Mi corazón quiso leerlo como una declaración de amor. Mi mente, aviesa, más rápida, me alertó. Como un animal, se aprestó a huir. Como un animal, se sometió, mordió el anzuelo, bajó la testuz.

Es cierto, desde ese momento nunca he estado sola: me han observado y atendido, me han sopesado, han contado los pedazos de carne que ingiero, las copas que bebo, las varas de hilo que gasto. Calculan ahora cuánto queda para mi muerte. Como una vaca vieja, aguardo en el centro del patio, bajo el sol, el momento del sacrificio.

Los birkebeiner estamos acostumbrados a la muerte: no tememos inmolarnos, no sentimos miedo ante la muerte. Nosotros, los vástagos más jóvenes, hemos perdido la costumbre de convivir con el dolor, pero a la menor provocación, en cuanto un rasguño de la piel delicada hace que surja el hueso más profundo, recuperamos la dureza y el espíritu frente a las dificultades.

Nos tallaron así los infinitos años de lucha contra los bagler, las acechanzas y la supervivencia de los que no cometían errores, los que eran valientes y persistentes. A los bagler tampoco les faltaban esas virtudes. Si no hubiéramos estado tan igualados, la guerra civil hubiera durado mucho menos, y hubiéramos sangrado menos, y la mente hubiera inventado menos leyendas y mentiras para justificar los hechos.

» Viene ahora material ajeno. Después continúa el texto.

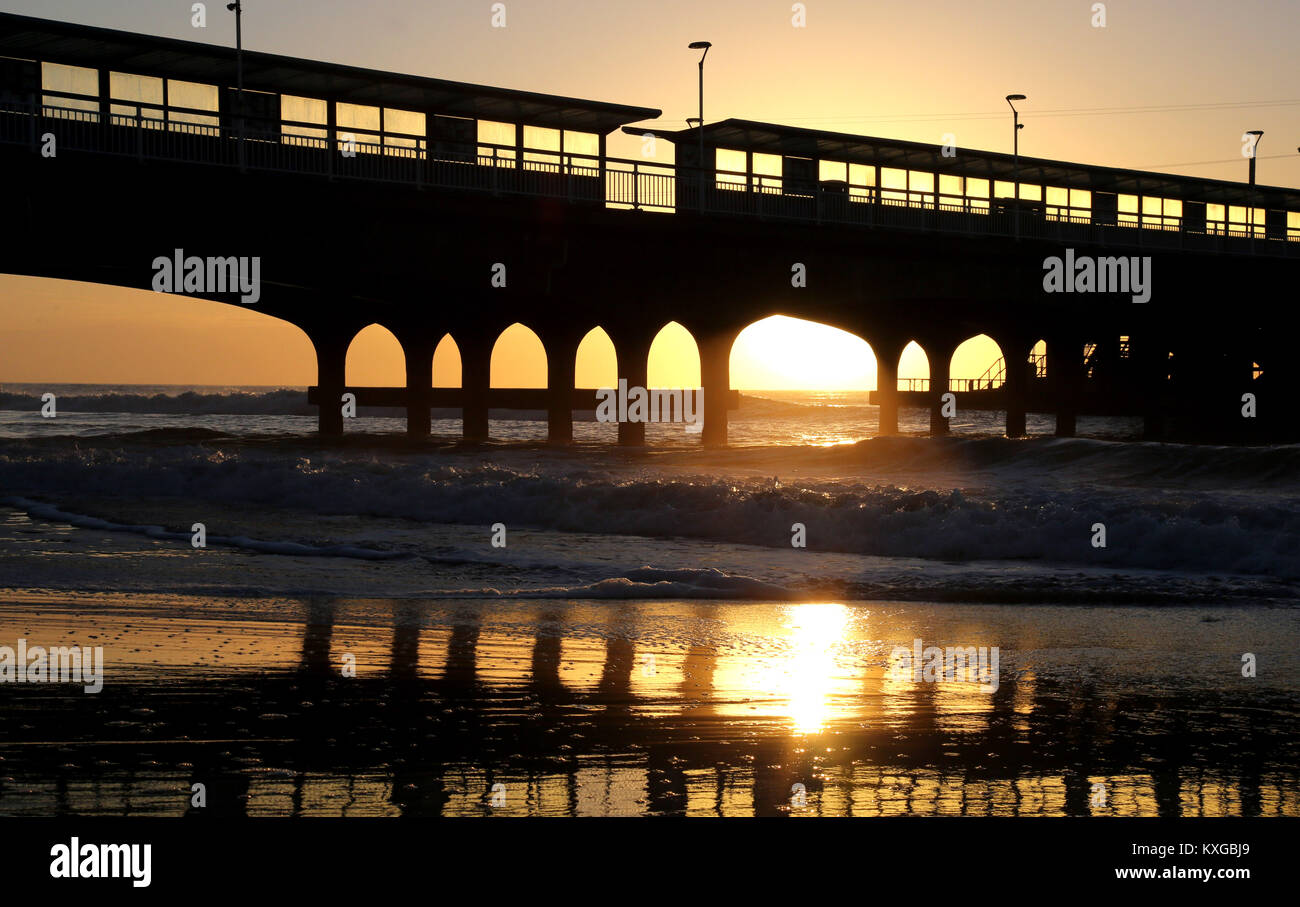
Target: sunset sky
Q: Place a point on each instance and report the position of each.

Cuando un bagler joven caía, morían con él sus hijos, y los hijos de sus hijos, y los nietos de sus hijos. Cuando un birkebeiner era asesinado, sus hermanas, su esposa, su propia madre se afanaban en concebir otro que le reemplazara, y en que creciera pronto, casi sin infancia.

– Salid -animaban las viejas a las mujeres fértiles, aún con la sal de las lágrimas en las mejillas-, vestíos como para un día de fiesta, elegid un hombre fuerte y yaced con él. El que se ha ido no volverá.

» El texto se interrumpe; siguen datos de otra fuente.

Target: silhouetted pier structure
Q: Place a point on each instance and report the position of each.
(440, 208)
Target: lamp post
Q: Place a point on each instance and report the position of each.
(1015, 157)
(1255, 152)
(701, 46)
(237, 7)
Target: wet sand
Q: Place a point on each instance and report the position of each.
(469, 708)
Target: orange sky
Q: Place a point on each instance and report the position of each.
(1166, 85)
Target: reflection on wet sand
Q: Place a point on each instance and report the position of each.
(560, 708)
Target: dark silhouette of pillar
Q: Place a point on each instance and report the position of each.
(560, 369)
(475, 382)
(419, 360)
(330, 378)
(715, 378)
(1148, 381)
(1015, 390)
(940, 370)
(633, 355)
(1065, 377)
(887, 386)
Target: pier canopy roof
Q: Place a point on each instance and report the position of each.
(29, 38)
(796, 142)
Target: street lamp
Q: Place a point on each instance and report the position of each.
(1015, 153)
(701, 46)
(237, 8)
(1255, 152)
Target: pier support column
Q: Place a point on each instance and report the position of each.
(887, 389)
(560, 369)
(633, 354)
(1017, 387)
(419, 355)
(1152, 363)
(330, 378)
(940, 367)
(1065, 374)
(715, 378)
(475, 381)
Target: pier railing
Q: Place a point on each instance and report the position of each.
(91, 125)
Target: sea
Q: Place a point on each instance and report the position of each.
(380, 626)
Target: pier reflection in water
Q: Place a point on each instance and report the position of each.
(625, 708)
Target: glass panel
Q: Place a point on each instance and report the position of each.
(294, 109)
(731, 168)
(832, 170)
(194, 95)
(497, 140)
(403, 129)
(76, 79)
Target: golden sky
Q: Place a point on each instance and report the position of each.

Y las mujeres, atontadas algunas por los narcóticos que tomaban para amortiguar el dolor, o tan serenas como si hiciera mucho tiempo que supieran la muerte del hermano, del marido, del cuñado, se daban color en los labios, se trenzaban el cabello y obedecían.

Los birkebeiner se casaban en cuanto tenían edad para ello, se les animaba a que preñaran a todas las mujeres posibles. Durante aquellos años se abolió la diferencia entre mujeres y concubinas, entre bastardos e hijos legales: no había tiempo para delicadezas propias de los tiempos de paz. Cuesta mucho criar a un hombre, y no lleva más de un instante matarlo. Luego a mí se me enseñaría lo que ocurre entre un varón y una mujer como si fuera un secreto, con las yeguas y las vacas, pero aquéllos eran tiempos sin delicadezas, en las que el mayor pecado era no parir hijos vivos.